碁盤斬りのたけおのネタバレレビュー・内容・結末

碁盤斬り(2024年製作の映画)
4.6

このレビューはネタバレを含みます

最高でした!
時代劇で描く武士ならではの気概と、その家族の覚悟、現代に通じる人情。
今、描くべき、今見たい時代劇を白石監督が作ってくれた。

彦根藩の進物係だったが、汚名を着せられクビになり、江戸へ流れ着いた浪人者の柳田(草彅剛)と、娘お絹(清原果耶)が質素に暮らしている。
前半は囲碁
後半は復讐劇

光の使い方が素晴らしく、碁石の美しさや表情の明暗をうまく使いながら、陰陽、善悪、心の変化も巧みに表現されていて、前半の囲碁の対局のシーンなど、囲碁好きにはうなるようなシーンだとしても、囲碁がわからない自分には退屈になりがちなところを、飽きさせず、集中させて見せる凄さがあった。
囲碁のことも、わかった気にさせてくれた。
昼も夕も夜も、長屋の湿っぽさも、大旦那の美しい庭も、遊郭の明暗も、復讐に燃える怒りの炎も、光と音が絶妙で、全体的に暗く陰気に映りそうなところが、派手さはなくとも、ヒリヒリ伝わる緊張感、役者の表情の変化に引き付けられる演出、時代劇特有の暗めの映像が、静かな怒りを感じさせ、明るいシーンでの心の平穏が、最大限に光量を落とすことで際立っていて、柳田親娘の清潔感が溢れ出ていた。

落語がベースらしいが、ストーリーも演出も素晴らしく、
登場人物の描写が丁寧だが、くどくないのが良かった。
ダラダラと感じさせないくらいの拡がりにして、全登場人物が、何故?そんな行動をするのか?の動機が良くわかる絶妙な長さにしていた。
柳田親娘、質屋の大旦那(國村隼)、その奉公人弥吉(中川大志)、遊郭の女将(小泉今日子)、この5人をきっちり描くことで、50両盗んだかどうかの濡れ衣、お絹を預かる遊郭の女将など、大事なシーンが古臭い時代劇の話にならなかった。
扱うのは江戸時代の話なのに、現代に通じるリアルなものとして、こちらに突き刺さってくる。
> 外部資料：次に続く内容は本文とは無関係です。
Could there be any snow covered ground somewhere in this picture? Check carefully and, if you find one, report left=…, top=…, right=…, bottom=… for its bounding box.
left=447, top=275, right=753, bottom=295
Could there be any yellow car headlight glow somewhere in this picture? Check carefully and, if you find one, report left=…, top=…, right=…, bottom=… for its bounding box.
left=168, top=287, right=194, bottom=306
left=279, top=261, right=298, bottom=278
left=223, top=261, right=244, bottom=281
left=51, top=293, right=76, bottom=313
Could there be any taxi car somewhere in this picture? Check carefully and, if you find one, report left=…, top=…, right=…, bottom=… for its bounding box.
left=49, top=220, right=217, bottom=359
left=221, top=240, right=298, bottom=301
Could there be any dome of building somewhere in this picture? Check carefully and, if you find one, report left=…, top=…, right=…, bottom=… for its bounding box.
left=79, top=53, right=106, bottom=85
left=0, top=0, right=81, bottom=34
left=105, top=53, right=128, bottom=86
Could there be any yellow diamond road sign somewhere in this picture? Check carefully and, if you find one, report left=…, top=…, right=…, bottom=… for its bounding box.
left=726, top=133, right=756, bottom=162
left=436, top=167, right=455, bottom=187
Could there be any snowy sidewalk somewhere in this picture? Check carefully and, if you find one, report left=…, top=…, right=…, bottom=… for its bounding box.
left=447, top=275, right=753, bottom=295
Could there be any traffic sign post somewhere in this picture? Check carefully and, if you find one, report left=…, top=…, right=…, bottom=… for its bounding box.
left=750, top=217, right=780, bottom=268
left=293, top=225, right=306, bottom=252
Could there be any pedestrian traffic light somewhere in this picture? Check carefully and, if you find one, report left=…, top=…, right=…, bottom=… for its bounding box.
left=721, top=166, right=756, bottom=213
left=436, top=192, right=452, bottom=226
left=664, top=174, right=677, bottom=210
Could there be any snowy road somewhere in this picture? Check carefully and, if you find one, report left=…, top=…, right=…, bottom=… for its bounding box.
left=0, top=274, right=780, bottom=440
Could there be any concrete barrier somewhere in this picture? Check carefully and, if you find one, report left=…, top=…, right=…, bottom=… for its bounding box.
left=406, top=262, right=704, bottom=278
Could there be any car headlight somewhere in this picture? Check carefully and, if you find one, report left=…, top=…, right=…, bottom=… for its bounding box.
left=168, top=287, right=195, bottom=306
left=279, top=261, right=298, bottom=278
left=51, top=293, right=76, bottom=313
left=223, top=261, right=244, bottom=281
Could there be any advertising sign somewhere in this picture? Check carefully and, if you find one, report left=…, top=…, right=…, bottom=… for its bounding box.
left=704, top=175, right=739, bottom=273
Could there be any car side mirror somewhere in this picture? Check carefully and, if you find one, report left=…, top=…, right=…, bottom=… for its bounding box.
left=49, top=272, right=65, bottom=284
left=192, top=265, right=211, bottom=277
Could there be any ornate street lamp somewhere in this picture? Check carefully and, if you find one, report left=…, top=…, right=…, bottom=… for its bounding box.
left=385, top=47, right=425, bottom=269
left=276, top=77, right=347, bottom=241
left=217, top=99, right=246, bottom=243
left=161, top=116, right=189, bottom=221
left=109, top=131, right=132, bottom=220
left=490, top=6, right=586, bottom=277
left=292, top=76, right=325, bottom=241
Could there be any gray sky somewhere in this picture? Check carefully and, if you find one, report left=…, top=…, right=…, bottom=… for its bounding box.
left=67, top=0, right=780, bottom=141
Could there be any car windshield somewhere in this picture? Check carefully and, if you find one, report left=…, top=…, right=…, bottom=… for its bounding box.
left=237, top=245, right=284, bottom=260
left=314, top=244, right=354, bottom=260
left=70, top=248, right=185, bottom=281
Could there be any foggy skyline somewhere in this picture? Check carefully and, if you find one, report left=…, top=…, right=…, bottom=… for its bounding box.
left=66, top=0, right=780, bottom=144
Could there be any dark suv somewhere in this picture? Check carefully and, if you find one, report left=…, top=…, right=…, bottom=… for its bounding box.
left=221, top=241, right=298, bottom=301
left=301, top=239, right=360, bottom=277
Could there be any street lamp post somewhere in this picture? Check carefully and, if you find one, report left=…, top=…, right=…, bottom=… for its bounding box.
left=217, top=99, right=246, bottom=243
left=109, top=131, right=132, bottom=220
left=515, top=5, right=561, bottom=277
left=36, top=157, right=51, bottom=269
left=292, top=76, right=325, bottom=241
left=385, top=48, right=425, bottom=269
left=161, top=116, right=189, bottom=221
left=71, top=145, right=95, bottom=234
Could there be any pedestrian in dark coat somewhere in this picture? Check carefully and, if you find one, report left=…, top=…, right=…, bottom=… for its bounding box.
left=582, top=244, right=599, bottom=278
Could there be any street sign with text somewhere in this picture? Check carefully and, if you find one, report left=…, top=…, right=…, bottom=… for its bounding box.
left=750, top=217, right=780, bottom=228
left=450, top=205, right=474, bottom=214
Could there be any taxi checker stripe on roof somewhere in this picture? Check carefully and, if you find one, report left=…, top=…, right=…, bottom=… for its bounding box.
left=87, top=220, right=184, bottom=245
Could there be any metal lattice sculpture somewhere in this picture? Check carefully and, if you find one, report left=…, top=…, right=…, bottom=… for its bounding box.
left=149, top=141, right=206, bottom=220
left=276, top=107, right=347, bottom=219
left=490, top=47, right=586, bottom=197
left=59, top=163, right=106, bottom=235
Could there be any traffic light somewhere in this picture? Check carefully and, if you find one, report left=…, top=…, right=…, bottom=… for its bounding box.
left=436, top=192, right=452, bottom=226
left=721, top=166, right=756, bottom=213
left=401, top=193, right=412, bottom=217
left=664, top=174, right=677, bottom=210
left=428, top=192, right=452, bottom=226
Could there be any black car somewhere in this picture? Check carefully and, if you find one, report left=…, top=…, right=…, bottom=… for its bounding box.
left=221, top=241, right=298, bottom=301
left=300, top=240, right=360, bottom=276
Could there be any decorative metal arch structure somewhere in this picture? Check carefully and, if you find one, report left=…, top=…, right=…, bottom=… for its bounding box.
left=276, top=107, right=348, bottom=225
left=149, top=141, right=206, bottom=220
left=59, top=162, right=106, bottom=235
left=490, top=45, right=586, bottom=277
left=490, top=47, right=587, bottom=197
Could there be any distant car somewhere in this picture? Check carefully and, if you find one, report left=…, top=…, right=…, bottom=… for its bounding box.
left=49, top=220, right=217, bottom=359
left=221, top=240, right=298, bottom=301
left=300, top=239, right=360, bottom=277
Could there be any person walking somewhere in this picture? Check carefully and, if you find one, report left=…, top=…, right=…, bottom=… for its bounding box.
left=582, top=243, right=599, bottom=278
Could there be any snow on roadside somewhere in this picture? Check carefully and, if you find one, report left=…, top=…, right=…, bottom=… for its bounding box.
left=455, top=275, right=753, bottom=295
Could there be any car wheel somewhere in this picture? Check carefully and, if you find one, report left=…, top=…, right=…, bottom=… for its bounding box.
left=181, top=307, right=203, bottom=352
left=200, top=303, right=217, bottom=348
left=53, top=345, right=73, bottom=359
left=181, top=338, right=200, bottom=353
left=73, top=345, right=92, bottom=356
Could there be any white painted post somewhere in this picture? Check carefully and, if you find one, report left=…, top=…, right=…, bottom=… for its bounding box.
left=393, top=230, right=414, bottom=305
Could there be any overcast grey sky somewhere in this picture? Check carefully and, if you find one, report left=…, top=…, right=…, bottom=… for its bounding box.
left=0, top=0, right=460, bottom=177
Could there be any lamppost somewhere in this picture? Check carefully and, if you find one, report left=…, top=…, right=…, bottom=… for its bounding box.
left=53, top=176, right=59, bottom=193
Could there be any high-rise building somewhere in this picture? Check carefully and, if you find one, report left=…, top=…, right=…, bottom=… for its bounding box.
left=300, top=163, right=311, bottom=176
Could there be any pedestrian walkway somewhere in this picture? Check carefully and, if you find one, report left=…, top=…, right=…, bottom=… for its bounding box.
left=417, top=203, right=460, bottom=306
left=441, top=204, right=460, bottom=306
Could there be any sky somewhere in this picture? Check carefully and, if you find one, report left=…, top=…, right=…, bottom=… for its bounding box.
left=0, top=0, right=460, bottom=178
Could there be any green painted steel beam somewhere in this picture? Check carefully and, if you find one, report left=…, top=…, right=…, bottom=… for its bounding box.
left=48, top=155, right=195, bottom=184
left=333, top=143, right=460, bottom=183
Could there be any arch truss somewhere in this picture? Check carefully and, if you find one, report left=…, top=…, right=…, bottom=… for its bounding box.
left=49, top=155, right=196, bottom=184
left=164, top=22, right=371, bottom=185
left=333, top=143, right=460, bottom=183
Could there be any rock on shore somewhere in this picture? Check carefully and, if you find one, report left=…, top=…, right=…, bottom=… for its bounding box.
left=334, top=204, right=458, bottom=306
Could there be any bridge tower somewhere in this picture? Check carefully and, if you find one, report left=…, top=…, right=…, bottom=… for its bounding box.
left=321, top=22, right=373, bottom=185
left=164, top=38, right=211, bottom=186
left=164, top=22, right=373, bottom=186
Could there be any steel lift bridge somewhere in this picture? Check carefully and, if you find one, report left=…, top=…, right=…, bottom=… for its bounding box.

ただ、敵の柴田(斎藤工)はもう少し詳しく表現してほしかった…
めちゃくちゃ悪い奴で卑怯者のように見えていたのに、最後には、仲間のことを思っている男になっていたのが…
物事には裏表があって、善き行いが必ずしも全ての人にとって善きことではないと伝えたいのはわかるが、最後のやり取りと、掛け軸を売っていなかったってことだけで伝えるのは、素晴らしい話だけに惜しい気がした。

時代劇ってこんなものって、従来の型にはまらず、現代の感覚をもって、江戸時代を描く凄さを感じさせる映画だった。

それと、5年前?彦根藩時代の因縁を描くとき、画質が粗く、昔の映像にする演出も、分かりやすく良かった。

囲碁に詳しければ、もっと、楽しめただろうし、最後の迫真の殺陣も、これまでの囲碁の打ち筋を活かした演出になっていたのかな?と思うと、自分の無知が残念だった。